ABSTRACT

The Saljūq Turks had captured Nicaea (İznik, mod. Turkey) from the Byzantines in 1092 and made it the capital city of their sultanate of Rūm. The proximity of Nicaea to Constantinople made its recapture the primary goal for Alexios Komnenos; in addition, as the place where the first council of the Christian Church met in ce 325, it had religious significance for both Byzantines and crusaders. The western crusaders and a Byzantine contingent were shipped across the Bosphoros, and one after another they converged on the city to besiege and capture it. Godfrey’s army, with Baldwin, was the first to arrive there in May 1097. There seems to have been no concerted plan for the siege, and the piecemeal arrival of the different contingents could well have led to their serial destruction. In fact, they profited from the disaster that had befallen Peter the Hermit’s ill-disciplined followers in the same region the previous year.

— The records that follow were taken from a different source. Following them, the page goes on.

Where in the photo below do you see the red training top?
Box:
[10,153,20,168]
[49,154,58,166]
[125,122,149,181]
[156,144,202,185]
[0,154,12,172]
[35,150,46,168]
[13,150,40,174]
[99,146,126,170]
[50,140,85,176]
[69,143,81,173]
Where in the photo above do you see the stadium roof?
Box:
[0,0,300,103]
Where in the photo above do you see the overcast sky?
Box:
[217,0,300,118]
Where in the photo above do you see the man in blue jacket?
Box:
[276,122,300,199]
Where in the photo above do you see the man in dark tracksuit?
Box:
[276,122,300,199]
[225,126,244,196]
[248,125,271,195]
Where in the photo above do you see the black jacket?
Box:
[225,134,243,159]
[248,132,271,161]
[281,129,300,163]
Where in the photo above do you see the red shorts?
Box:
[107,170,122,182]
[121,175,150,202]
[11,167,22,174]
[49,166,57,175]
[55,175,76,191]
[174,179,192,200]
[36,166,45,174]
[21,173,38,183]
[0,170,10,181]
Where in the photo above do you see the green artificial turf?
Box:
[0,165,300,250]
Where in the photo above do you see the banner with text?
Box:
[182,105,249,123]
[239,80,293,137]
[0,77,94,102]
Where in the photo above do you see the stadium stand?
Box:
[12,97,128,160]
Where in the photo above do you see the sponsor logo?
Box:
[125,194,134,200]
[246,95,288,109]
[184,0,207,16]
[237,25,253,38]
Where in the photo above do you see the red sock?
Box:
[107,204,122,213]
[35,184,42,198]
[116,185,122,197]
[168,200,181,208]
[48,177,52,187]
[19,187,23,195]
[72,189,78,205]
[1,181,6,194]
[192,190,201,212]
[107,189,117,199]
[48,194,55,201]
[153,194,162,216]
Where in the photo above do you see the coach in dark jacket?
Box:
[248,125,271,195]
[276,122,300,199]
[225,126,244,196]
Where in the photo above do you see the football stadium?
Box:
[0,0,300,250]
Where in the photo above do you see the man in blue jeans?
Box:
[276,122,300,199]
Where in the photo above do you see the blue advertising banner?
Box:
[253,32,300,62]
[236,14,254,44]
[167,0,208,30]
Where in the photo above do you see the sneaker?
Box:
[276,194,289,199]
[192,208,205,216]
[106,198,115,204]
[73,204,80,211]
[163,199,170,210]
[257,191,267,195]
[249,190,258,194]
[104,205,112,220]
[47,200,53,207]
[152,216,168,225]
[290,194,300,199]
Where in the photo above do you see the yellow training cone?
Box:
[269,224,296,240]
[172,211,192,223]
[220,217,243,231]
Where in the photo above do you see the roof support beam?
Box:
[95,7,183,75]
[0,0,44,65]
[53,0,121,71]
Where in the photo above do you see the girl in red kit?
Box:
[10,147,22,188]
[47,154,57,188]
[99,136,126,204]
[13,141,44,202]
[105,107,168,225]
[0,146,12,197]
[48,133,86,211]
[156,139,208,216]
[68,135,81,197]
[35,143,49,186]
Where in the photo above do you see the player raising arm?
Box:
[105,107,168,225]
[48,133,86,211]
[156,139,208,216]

As Albert of Aachen recounted in detail, this vast rabble had ignored the emperor’s warnings and pillaged and provoked the Turks, who defeated and massacred them with ease. 1 This misled the Turkish leader Qilij Arslān into seriously underestimating the Christian threat, and thus when Godfrey’s army arrived outside Nicaea the Saljūqs were far to the east besieging Danishmendid Melitene.